Now, they have pimped their local government chairman and they have nothing left in the coffers. Infact, they have had to borrow. Cholera was killing them, yet they had no health centers to get treatment from. Their roads were at best retainers of rain water. In anger, they marched to chairman’s office, with stones and sticks in their hands. He did not understand their anger. I whispered to one of them, throw the stone at yourself!

It would have been a little more tolerable if it remained at this level. But the other two brothers also went into politics.
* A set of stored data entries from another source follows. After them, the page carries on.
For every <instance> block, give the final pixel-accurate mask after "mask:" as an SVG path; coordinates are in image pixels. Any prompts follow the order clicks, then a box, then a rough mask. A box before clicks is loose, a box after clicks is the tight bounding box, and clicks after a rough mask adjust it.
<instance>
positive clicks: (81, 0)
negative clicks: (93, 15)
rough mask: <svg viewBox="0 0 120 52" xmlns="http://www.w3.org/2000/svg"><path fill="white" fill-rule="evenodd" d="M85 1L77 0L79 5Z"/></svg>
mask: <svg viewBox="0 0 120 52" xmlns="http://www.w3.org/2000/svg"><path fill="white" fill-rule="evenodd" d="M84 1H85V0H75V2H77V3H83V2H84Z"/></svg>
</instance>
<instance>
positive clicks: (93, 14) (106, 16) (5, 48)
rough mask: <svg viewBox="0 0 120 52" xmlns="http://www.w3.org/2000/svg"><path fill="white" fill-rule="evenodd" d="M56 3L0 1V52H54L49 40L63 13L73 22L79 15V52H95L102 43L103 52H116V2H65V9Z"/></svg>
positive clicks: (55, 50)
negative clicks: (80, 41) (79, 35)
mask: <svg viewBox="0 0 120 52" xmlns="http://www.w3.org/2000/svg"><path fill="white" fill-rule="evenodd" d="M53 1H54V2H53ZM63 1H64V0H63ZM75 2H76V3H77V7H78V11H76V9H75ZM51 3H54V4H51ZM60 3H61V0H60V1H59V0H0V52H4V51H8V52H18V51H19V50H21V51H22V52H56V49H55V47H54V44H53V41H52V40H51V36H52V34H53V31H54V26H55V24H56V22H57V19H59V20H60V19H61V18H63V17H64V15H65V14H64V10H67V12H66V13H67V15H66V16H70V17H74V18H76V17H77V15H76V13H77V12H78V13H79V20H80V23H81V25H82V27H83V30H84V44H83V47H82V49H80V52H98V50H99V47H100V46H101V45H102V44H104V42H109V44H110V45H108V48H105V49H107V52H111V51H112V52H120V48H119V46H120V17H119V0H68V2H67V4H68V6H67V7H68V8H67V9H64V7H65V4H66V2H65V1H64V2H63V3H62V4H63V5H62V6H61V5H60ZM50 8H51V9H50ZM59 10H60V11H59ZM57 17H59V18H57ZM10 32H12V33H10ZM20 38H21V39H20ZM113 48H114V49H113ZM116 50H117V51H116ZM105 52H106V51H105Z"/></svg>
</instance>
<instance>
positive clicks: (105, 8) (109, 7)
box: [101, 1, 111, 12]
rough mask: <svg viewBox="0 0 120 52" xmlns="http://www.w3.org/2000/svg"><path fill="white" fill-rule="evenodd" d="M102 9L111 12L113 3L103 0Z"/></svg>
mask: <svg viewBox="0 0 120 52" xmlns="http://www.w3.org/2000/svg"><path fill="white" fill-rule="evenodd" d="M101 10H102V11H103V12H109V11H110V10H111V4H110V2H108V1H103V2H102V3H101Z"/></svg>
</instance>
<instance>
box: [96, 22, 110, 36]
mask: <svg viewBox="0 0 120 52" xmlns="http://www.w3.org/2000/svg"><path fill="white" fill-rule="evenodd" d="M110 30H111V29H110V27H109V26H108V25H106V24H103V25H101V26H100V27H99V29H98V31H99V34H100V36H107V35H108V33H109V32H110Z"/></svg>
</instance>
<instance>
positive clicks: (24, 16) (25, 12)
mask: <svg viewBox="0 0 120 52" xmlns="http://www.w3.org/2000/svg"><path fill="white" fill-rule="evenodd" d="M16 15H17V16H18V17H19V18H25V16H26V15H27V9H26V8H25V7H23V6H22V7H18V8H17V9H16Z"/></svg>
They proudly became governor and senator. Now, their mother was one of those complaining that tomatoes are expensive. One of their sister’s husband’s brother had lost his job in the downsizing they helped influence and he was cussing to the clouds and back. Their own sister had lost a child during a surgery when the power supply was cut off and there was no petrol to run the generator. Their father’s older sister had been robbed on the highway by boys who had graduated for years and could not get employed. She barely escaped with her life. They were pointing fingers, they were burning tyres, they were going on strikes. 
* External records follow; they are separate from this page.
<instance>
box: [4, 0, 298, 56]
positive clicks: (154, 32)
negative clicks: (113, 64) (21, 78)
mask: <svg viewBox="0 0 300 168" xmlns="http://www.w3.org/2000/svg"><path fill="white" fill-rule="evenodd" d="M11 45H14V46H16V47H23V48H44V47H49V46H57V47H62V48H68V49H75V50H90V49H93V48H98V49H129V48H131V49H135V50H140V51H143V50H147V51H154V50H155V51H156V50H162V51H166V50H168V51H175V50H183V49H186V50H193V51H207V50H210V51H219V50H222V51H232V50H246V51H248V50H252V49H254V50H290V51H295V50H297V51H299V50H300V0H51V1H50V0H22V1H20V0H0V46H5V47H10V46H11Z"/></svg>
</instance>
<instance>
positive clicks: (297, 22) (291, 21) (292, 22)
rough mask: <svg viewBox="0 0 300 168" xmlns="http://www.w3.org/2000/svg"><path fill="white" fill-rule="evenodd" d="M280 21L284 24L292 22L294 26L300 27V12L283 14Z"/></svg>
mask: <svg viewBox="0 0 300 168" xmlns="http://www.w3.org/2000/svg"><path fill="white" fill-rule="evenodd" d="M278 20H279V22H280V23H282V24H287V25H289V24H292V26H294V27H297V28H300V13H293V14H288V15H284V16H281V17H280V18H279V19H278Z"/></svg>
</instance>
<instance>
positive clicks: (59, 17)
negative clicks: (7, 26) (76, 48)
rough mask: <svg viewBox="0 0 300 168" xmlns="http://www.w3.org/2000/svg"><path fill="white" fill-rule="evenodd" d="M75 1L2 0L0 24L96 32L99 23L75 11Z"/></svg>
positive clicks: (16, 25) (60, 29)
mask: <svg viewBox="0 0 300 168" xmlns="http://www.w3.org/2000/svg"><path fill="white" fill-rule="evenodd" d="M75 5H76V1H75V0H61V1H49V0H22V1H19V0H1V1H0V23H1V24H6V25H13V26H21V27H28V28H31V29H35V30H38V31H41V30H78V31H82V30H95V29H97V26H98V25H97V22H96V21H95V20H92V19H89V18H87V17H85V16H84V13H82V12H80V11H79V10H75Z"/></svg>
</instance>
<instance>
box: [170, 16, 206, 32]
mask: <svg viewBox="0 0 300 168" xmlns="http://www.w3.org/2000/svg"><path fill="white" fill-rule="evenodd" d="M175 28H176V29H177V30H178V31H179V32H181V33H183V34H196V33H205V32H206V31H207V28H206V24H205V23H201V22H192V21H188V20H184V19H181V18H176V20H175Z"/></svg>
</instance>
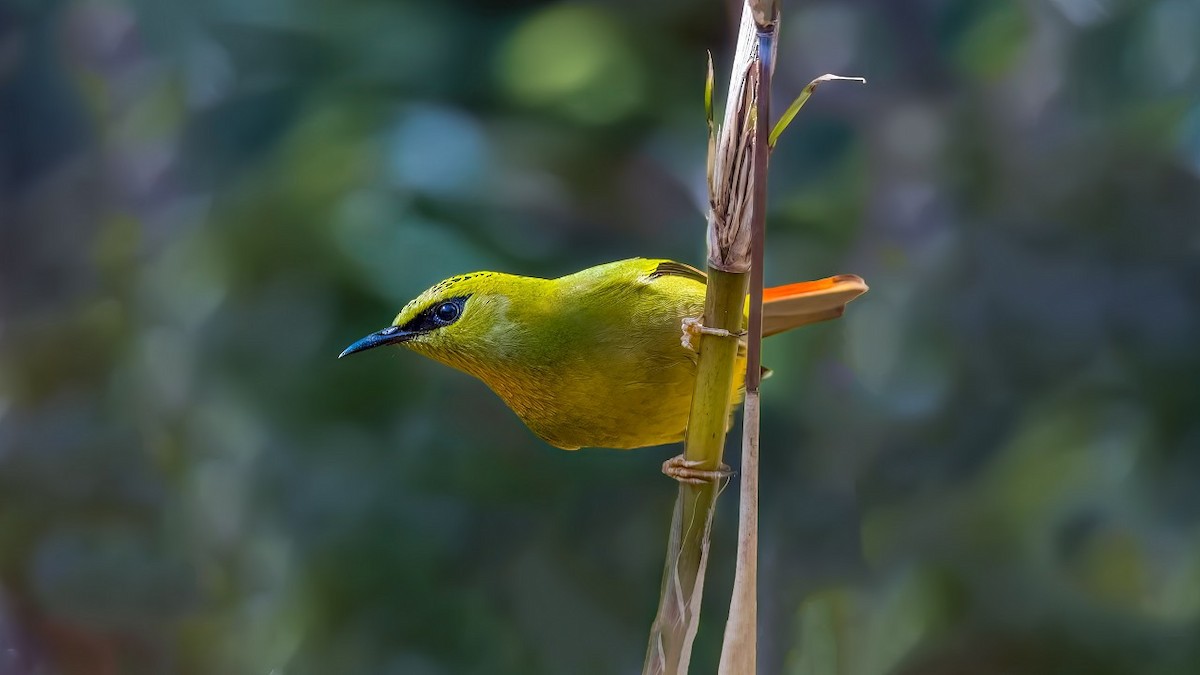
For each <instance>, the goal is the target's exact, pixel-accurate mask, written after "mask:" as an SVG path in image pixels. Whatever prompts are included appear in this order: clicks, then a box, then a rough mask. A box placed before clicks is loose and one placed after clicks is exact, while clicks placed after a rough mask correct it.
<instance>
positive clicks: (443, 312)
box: [433, 303, 462, 323]
mask: <svg viewBox="0 0 1200 675" xmlns="http://www.w3.org/2000/svg"><path fill="white" fill-rule="evenodd" d="M461 311H462V310H461V309H460V307H458V304H457V303H442V304H440V305H438V306H437V307H434V310H433V316H434V317H436V318H437V319H438V321H439V322H440V323H452V322H454V319H456V318H458V313H460V312H461Z"/></svg>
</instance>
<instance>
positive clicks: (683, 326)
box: [679, 316, 745, 352]
mask: <svg viewBox="0 0 1200 675" xmlns="http://www.w3.org/2000/svg"><path fill="white" fill-rule="evenodd" d="M701 335H715V336H716V337H742V336H743V335H745V333H732V331H730V330H726V329H724V328H709V327H707V325H704V324H703V323H702V322H701V319H700V318H697V317H694V316H686V317H684V318H683V337H680V339H679V342H680V344H682V345H683V346H684V347H688V348H689V350H691V351H694V352H698V351H700V342H698V340H700V336H701Z"/></svg>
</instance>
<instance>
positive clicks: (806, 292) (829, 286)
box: [762, 274, 866, 336]
mask: <svg viewBox="0 0 1200 675" xmlns="http://www.w3.org/2000/svg"><path fill="white" fill-rule="evenodd" d="M865 292H866V282H865V281H863V279H862V277H860V276H857V275H853V274H839V275H838V276H829V277H826V279H818V280H816V281H802V282H799V283H788V285H787V286H775V287H774V288H767V289H764V291H763V293H762V334H763V336H767V335H774V334H776V333H782V331H785V330H791V329H792V328H798V327H800V325H806V324H809V323H816V322H818V321H827V319H830V318H838V317H839V316H841V315H842V312H845V311H846V303H848V301H851V300H853V299H854V298H857V297H859V295H862V294H863V293H865Z"/></svg>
I stood by and laughed at our foolishness. Of course, their brothers did not understand their pain, they genuinely could not feel it. How much was a thirty six million naira car, compared to all the resources flowing on the streets of the nation? Oh, they deserved their cars. The nation should pamper them, cut their toenails and give them massages to calm their frayed nerves. They were sweating as they traversed between their offices and meeting venues, chauffeur driven in brand new, air conditioned SUVs. They were the real victims here.

Oh, ours is a hypocritical society! We deserve our leaders. We should stand before the mirror and throw rocks at the men and women looking back at us.